Rebel wrote:petero2 wrote:Rebel wrote:Daniel Shawul wrote:That is a start for sure -- proving a NN evaluation could be competive or even much better than a hand crafted evaluation function. The latency of evaluating the NN can be countered with a combination hardware (GPU/TPU) and software (async evaluations) which is what Google did for AlphaGo. Giraffe used only three layers of NN with chess specific inputs such as attack maps while AlphaZero used many more layers of CNN with just the rules of the game as input. Texel actually replaced its evaluation function with Giraffe's NN and showed that the eval is actually better but it would need a time odds to be competitive on the same hardware.
Statements like these
could make me a believer.
The post describing this test is
here.
Nice idea, a few points.
I tried the STS test and saw hardly any similarity between Giraffe (2016) and Texel GI. And so I ran the good old similarity test.
Code: Select all
Positions 8238 Gira Texe
{Giraffe w64 (time: 100 ms scale: 1.0)} ----- 4.72
{Texel Gi (time: 100 ms scale: 1.0)} 4.72 -----
Only 4% where 65+% was to be expected?
Never seen such a low percentage, running it now at 1 second.

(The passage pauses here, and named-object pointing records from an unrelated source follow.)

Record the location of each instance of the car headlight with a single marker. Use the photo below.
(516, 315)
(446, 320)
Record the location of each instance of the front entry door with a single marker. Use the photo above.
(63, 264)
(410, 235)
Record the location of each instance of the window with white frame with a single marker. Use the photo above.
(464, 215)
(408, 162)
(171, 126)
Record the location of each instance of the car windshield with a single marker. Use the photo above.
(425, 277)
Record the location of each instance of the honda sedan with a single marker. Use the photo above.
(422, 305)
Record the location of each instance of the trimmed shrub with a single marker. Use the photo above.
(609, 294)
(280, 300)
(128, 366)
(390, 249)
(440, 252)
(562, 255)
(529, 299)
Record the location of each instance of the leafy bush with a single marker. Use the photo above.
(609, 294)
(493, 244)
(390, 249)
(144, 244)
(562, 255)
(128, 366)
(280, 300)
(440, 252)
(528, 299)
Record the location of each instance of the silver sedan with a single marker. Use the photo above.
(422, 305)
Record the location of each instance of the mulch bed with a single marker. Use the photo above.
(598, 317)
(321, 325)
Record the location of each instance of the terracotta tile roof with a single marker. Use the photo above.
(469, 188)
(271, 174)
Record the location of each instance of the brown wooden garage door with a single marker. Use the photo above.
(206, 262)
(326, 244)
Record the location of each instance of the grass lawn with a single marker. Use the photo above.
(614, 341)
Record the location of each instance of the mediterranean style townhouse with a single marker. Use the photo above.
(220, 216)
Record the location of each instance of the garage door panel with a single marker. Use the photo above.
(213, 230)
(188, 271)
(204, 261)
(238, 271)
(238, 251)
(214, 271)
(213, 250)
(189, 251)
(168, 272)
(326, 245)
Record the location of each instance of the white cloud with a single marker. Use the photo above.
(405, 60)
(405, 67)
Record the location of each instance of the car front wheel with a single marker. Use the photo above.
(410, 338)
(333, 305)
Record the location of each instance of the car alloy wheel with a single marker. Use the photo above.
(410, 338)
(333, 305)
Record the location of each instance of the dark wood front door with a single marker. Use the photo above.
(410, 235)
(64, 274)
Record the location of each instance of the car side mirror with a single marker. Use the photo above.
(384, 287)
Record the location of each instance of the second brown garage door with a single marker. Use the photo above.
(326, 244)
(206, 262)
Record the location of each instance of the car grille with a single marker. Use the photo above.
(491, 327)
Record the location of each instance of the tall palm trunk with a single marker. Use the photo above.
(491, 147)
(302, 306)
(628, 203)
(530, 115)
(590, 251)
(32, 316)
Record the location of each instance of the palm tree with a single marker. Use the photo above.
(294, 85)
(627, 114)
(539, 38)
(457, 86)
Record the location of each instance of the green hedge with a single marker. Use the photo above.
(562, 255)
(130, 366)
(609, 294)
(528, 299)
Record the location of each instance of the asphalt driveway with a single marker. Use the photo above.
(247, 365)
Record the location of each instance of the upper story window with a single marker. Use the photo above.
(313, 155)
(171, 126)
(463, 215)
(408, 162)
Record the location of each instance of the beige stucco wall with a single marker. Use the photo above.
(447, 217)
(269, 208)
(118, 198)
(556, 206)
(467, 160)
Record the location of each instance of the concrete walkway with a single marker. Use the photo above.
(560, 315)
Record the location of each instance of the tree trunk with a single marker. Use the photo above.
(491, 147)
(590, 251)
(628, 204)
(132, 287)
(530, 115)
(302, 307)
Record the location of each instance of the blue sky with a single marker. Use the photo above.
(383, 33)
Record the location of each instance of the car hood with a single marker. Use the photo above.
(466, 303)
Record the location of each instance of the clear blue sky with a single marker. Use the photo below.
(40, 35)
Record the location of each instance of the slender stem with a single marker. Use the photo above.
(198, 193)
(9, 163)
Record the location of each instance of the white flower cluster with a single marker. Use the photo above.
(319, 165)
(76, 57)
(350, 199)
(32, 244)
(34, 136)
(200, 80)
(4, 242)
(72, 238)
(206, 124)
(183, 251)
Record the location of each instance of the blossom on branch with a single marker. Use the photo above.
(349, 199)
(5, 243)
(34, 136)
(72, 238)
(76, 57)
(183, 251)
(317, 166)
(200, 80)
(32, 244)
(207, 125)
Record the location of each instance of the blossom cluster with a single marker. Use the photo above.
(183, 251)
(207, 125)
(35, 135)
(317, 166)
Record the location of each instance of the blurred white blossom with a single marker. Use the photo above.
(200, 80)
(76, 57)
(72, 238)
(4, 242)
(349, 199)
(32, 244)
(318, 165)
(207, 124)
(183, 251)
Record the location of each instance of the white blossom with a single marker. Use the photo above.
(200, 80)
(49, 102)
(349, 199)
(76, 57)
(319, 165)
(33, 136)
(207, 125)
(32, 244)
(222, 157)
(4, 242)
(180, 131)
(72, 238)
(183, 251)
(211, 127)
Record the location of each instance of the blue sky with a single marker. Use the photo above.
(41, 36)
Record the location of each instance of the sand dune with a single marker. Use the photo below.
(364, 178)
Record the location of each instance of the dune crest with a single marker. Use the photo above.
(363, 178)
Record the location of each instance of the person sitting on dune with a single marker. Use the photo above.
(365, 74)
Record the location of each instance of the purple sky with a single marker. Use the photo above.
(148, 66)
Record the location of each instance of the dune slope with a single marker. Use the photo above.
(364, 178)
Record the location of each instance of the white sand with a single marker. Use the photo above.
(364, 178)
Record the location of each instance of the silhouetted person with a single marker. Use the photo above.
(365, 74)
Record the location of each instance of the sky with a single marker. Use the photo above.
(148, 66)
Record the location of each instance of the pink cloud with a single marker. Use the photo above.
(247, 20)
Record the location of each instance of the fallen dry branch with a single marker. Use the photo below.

Last, I started a match, TC=40/60, I stopped after 40 games, 37.5 - 2.5 in favor of Texel GI while NPS favored Giraffe (2016) with approx. 20-25%.
------
Unless I have done something wrong I don't see how one can conclude the NN is on par with SF or your evaluation.

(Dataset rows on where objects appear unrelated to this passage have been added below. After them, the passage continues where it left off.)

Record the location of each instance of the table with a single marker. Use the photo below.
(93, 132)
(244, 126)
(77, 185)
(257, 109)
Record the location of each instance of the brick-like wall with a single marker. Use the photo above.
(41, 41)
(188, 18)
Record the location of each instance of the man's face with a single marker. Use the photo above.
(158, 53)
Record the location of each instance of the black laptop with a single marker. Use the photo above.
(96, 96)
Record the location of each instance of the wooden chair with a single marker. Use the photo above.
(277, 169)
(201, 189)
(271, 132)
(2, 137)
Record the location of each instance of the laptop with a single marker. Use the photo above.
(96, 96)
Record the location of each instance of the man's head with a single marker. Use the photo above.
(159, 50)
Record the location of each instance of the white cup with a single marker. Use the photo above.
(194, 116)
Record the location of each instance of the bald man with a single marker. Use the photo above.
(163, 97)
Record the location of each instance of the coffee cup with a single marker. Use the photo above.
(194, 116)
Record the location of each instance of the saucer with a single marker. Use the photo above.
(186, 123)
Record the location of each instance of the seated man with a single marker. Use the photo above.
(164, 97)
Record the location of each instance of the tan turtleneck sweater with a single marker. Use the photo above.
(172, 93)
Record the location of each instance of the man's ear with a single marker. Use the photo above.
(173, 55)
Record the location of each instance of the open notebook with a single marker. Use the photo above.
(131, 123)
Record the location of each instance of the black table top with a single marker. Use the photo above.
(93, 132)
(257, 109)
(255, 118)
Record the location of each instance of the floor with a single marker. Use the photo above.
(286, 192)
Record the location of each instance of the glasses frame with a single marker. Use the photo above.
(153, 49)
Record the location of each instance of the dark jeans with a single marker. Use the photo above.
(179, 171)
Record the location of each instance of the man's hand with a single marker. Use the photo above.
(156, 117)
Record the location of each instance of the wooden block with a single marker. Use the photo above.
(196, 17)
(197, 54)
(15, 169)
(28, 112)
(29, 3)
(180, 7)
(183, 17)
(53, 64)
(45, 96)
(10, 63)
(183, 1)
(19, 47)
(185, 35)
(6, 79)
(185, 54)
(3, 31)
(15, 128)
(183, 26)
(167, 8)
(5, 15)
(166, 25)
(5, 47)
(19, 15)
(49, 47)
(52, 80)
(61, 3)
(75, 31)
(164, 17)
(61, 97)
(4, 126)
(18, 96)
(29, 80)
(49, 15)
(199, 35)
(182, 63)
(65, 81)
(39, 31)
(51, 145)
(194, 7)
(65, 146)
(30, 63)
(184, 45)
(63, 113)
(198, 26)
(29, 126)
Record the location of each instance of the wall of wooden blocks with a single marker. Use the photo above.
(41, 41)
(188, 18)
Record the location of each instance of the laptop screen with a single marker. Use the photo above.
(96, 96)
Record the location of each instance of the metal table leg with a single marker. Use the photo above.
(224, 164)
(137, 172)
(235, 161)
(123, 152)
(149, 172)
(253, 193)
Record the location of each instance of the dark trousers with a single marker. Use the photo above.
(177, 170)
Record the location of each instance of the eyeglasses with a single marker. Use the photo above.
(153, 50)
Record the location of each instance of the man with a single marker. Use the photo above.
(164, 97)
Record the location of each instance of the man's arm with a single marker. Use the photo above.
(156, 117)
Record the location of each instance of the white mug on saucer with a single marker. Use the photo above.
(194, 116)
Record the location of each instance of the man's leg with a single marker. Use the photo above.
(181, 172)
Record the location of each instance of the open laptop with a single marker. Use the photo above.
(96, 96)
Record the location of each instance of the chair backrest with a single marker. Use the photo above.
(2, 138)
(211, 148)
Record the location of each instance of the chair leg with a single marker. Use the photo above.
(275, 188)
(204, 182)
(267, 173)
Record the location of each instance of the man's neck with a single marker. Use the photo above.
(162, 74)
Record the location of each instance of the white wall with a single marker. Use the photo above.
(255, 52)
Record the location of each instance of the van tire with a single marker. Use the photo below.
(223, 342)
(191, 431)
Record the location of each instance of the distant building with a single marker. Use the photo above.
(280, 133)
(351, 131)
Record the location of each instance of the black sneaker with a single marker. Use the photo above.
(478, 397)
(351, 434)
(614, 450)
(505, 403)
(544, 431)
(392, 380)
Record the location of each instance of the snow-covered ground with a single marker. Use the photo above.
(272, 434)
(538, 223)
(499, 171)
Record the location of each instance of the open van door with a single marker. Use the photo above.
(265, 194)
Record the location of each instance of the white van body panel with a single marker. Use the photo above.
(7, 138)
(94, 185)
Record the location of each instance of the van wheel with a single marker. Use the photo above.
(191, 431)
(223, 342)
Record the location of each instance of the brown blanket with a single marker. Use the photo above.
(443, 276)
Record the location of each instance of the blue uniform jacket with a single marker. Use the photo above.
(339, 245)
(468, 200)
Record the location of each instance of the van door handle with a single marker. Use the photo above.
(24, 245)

Giraffe contains a non-standard search that is quite weak and sometimes causes huge blunders to be played. For example, in the following position giraffe calculated for 3.1 seconds to depth 15 and played Ba6??, dropping a bishop for no compensation, due to a 1-ply tactical "combination".

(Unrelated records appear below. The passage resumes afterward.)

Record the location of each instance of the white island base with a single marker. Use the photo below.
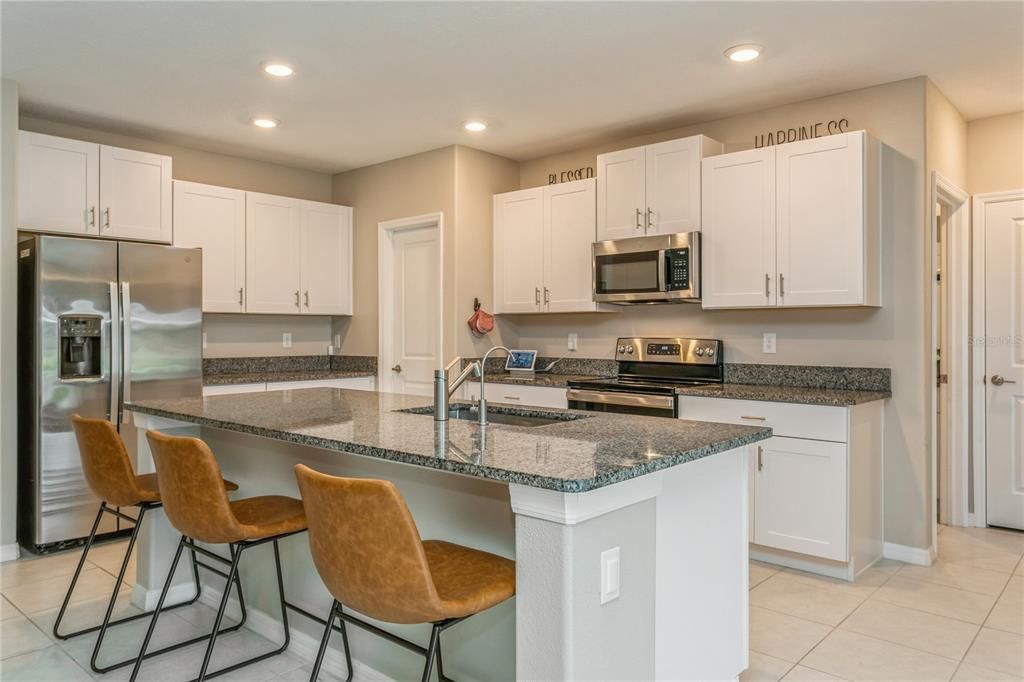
(681, 533)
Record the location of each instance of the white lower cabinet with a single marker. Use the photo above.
(816, 483)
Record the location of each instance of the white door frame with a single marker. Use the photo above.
(956, 278)
(978, 355)
(386, 230)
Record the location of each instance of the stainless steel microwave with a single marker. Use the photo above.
(663, 268)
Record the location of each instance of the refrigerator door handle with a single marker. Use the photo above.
(115, 348)
(125, 350)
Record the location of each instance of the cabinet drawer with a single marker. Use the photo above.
(797, 421)
(538, 396)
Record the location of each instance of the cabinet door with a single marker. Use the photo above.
(569, 227)
(801, 496)
(135, 195)
(272, 254)
(57, 184)
(326, 242)
(674, 186)
(738, 231)
(214, 219)
(518, 251)
(621, 194)
(821, 221)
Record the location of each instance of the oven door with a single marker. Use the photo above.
(622, 401)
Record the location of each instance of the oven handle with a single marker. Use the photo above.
(626, 399)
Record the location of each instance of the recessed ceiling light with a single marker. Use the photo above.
(743, 52)
(278, 69)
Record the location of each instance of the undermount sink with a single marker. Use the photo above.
(499, 415)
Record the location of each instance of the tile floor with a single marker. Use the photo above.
(962, 619)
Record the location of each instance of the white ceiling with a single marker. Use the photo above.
(383, 80)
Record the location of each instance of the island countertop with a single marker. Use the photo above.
(593, 451)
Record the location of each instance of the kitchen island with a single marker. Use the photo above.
(629, 533)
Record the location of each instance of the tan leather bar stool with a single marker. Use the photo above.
(108, 471)
(369, 553)
(198, 507)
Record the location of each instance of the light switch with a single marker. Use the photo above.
(609, 574)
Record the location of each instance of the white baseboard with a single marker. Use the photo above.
(302, 645)
(9, 552)
(915, 555)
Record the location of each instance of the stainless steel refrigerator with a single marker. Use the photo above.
(100, 323)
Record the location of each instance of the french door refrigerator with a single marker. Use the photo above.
(100, 323)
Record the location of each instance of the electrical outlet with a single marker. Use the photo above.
(609, 574)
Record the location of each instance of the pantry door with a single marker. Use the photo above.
(1000, 219)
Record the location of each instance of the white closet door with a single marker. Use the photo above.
(674, 186)
(135, 195)
(738, 231)
(820, 218)
(57, 184)
(569, 228)
(327, 259)
(214, 219)
(518, 244)
(622, 198)
(272, 281)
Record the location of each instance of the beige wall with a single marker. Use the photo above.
(892, 336)
(995, 154)
(228, 335)
(8, 307)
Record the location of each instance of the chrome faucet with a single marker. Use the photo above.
(443, 390)
(483, 364)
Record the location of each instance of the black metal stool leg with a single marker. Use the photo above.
(78, 571)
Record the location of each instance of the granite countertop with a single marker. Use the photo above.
(592, 452)
(799, 394)
(225, 379)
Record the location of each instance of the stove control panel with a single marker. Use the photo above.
(676, 350)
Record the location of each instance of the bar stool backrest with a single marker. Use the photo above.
(193, 489)
(367, 547)
(105, 463)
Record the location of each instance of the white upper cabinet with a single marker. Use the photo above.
(653, 189)
(326, 261)
(214, 219)
(819, 201)
(738, 235)
(58, 184)
(68, 185)
(272, 254)
(518, 257)
(135, 195)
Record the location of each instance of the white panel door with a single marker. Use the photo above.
(738, 229)
(135, 195)
(569, 228)
(820, 220)
(214, 219)
(622, 199)
(800, 497)
(674, 186)
(272, 282)
(518, 244)
(415, 311)
(1003, 223)
(57, 184)
(326, 242)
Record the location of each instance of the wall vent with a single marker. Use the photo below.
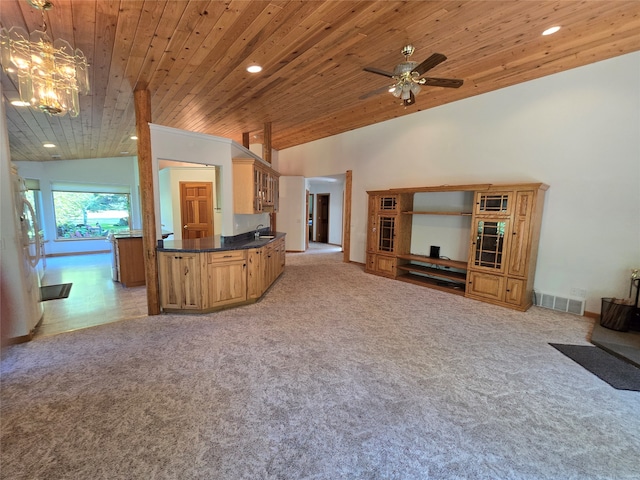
(561, 304)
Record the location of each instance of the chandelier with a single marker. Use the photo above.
(50, 75)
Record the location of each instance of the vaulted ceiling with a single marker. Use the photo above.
(192, 56)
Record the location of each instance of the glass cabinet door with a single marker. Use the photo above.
(489, 247)
(388, 203)
(494, 202)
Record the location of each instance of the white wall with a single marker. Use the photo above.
(291, 217)
(577, 131)
(171, 144)
(105, 171)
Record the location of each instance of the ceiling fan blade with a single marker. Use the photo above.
(442, 82)
(378, 71)
(429, 63)
(409, 101)
(374, 92)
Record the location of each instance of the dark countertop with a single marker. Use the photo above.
(134, 234)
(218, 243)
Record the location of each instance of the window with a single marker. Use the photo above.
(81, 213)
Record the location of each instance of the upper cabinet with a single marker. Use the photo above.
(255, 187)
(387, 232)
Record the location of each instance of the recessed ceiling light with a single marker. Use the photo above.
(551, 30)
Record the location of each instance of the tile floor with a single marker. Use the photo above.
(94, 298)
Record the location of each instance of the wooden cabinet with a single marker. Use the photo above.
(181, 280)
(504, 245)
(255, 187)
(388, 232)
(255, 277)
(502, 253)
(226, 278)
(211, 280)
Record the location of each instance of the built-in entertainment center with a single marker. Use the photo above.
(479, 240)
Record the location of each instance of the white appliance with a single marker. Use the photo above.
(21, 305)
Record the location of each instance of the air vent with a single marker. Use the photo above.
(561, 304)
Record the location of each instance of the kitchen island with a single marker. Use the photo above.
(207, 274)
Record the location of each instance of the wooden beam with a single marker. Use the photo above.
(142, 99)
(266, 145)
(346, 229)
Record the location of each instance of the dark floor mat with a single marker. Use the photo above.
(55, 292)
(619, 374)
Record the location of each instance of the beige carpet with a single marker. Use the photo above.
(335, 374)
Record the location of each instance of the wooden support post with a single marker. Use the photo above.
(142, 100)
(266, 145)
(346, 229)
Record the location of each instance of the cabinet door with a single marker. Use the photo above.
(519, 248)
(180, 281)
(485, 285)
(282, 255)
(386, 234)
(254, 273)
(387, 203)
(170, 278)
(488, 248)
(258, 193)
(227, 283)
(493, 203)
(276, 193)
(372, 230)
(191, 281)
(371, 262)
(515, 291)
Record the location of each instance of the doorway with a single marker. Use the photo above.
(322, 218)
(196, 209)
(310, 200)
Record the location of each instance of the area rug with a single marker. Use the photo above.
(619, 374)
(55, 292)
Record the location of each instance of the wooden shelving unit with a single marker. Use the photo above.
(502, 225)
(438, 273)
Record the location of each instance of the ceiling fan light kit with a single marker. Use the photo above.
(407, 76)
(50, 74)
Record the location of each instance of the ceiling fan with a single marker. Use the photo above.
(407, 76)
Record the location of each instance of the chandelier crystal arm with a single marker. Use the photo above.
(50, 75)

[D]3r3k/1b3pbp/1p5n/2p1p2p/4PP2/2P2KP1/R3NN1P/1B6 b - - 1 30
For this reason I did not use giraffe to make my conclusions, I compared "texel gi" with "standard texel", so giraffe's search code was not involved at all.
Also, I did not conclude giraffe evaluation was "on par" with SF or texel evaluation, I only concluded that if it had been 10x faster it would have caused texel to be around 100 elo stronger than texel using its own evaluation. I
guessed that this would have been roughly equal to SF evaluation.